Tajabadi Mohammad, Martin Roman, Heider Dominik
Institute of Computer Science, Heinrich-Heine-University Duesseldorf, Graf-Adolf-Str. 63, Duesseldorf, 40215, North Rhine-Westphalia, Germany.
Center for Digital Medicine, Heinrich-Heine-University Duesseldorf, Moorenstr. 5, Duesseldorf, 40215, North Rhine-Westphalia, Germany.
Comput Struct Biotechnol J. 2024 Aug 30;23:3281-3287. doi: 10.1016/j.csbj.2024.08.024. eCollection 2024 Dec.

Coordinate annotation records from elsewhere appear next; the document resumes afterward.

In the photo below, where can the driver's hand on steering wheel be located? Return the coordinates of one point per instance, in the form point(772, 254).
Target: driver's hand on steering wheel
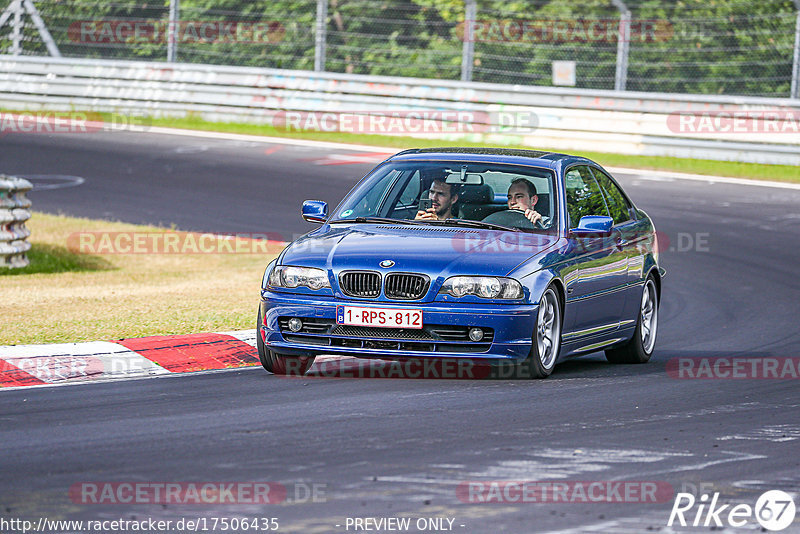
point(530, 214)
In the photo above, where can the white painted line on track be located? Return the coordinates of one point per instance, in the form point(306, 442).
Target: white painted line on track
point(159, 376)
point(59, 362)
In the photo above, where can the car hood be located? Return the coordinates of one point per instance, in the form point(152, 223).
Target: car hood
point(434, 250)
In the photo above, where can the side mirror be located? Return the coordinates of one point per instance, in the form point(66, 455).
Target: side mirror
point(315, 211)
point(593, 226)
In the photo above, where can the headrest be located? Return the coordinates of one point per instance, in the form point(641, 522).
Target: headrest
point(476, 194)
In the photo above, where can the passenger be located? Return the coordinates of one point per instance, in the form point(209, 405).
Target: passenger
point(522, 196)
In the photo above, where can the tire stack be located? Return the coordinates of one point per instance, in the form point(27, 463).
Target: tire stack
point(13, 214)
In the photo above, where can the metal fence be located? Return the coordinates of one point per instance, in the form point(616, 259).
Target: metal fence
point(737, 47)
point(752, 129)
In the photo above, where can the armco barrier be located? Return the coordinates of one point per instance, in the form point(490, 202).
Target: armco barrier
point(13, 214)
point(566, 119)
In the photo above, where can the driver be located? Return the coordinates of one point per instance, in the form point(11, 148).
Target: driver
point(444, 197)
point(522, 196)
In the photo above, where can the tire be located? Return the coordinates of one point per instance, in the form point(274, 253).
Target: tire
point(640, 347)
point(546, 339)
point(275, 363)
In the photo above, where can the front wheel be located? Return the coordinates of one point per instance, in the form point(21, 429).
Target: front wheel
point(641, 345)
point(546, 341)
point(275, 363)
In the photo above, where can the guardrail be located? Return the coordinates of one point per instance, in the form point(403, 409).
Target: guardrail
point(13, 214)
point(565, 119)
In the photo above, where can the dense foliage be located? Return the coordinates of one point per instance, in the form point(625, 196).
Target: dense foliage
point(693, 46)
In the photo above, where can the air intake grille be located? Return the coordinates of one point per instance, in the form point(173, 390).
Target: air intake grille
point(406, 286)
point(360, 284)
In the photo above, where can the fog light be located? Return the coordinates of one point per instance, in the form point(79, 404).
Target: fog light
point(475, 334)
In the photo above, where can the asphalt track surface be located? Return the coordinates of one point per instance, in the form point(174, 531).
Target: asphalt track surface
point(400, 447)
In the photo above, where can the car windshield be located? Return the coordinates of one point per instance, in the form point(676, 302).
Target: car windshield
point(490, 195)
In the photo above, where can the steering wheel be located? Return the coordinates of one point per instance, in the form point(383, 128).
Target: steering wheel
point(514, 219)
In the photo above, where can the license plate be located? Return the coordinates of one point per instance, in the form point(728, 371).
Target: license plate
point(385, 317)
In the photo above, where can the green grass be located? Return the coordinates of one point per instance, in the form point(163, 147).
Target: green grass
point(49, 259)
point(68, 295)
point(781, 173)
point(755, 171)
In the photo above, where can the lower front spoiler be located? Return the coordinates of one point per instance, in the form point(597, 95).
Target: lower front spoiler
point(512, 328)
point(501, 352)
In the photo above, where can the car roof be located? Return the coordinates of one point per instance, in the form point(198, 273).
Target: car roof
point(541, 158)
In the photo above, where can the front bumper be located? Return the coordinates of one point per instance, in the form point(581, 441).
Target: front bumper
point(511, 326)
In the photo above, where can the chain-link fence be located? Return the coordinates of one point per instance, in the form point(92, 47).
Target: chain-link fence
point(744, 47)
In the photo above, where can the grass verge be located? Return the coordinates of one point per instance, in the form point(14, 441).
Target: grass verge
point(781, 173)
point(67, 296)
point(753, 171)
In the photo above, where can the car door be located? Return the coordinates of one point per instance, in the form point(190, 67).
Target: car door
point(629, 237)
point(595, 285)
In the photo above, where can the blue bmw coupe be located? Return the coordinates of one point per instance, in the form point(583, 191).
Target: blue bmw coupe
point(498, 256)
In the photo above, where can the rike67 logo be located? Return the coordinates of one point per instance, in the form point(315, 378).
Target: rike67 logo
point(774, 510)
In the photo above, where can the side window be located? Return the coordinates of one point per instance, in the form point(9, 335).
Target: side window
point(410, 195)
point(617, 205)
point(583, 195)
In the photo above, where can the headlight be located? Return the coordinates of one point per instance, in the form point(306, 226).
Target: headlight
point(488, 287)
point(284, 276)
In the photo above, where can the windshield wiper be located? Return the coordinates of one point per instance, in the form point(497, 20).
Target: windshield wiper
point(383, 220)
point(476, 224)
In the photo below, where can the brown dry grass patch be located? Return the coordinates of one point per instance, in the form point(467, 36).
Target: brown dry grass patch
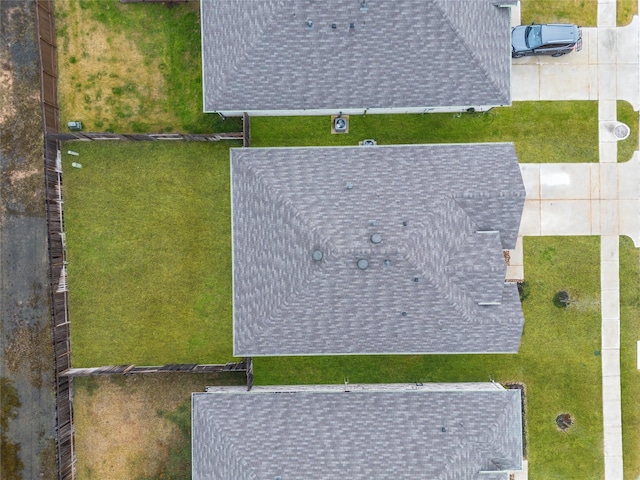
point(120, 432)
point(103, 75)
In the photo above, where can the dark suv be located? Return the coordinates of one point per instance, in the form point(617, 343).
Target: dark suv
point(555, 39)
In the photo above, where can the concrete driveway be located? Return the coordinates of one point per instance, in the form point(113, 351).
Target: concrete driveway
point(606, 53)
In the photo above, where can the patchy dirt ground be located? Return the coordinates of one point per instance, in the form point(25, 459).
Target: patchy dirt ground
point(123, 426)
point(26, 357)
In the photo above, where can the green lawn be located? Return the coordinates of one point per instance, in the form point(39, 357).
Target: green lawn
point(541, 131)
point(629, 373)
point(149, 251)
point(627, 147)
point(559, 361)
point(580, 12)
point(132, 67)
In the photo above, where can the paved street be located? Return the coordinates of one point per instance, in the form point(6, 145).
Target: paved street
point(26, 353)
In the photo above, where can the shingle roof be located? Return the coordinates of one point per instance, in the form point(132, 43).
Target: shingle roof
point(434, 285)
point(367, 434)
point(262, 55)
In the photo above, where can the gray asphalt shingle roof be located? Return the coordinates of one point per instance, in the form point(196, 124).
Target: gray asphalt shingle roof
point(434, 284)
point(369, 434)
point(261, 55)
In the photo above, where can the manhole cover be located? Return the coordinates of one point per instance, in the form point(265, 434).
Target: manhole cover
point(621, 131)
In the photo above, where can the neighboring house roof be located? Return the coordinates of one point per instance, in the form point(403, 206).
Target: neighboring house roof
point(450, 432)
point(263, 55)
point(435, 283)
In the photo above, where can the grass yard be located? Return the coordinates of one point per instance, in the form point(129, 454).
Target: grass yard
point(532, 126)
point(149, 250)
point(627, 147)
point(625, 10)
point(580, 12)
point(132, 67)
point(629, 373)
point(559, 361)
point(138, 426)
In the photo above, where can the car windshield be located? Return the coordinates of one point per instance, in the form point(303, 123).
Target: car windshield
point(533, 36)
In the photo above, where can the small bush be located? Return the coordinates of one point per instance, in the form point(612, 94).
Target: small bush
point(561, 299)
point(524, 289)
point(564, 421)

In recent years, decentralized machine learning has emerged as a significant advancement in biomedical applications, offering robust solutions for data privacy, security, and collaboration across diverse healthcare environments. In this review, we examine various decentralized learning methodologies, including federated learning, split learning, swarm learning, gossip learning, edge learning, and some of their applications in the biomedical field. We delve into the underlying principles, network topologies, and communication strategies of each approach, highlighting their advantages and limitations. Ultimately, the selection of a suitable method should be based on specific needs, infrastructures, and computational capabilities.
近年来,去中心化机器学习已成为生物医学应用中的一项重大进展,为跨多种医疗环境的数据隐私、安全和协作提供了强大的解决方案。在本综述中,我们研究了各种去中心化学习方法,包括联邦学习、分割学习、群体学习、八卦学习、边缘学习,以及它们在生物医学领域的一些应用。我们深入探讨了每种方法的基本原理、网络拓扑和通信策略,突出了它们的优点和局限性。最终,合适方法的选择应基于特定需求、基础设施和计算能力。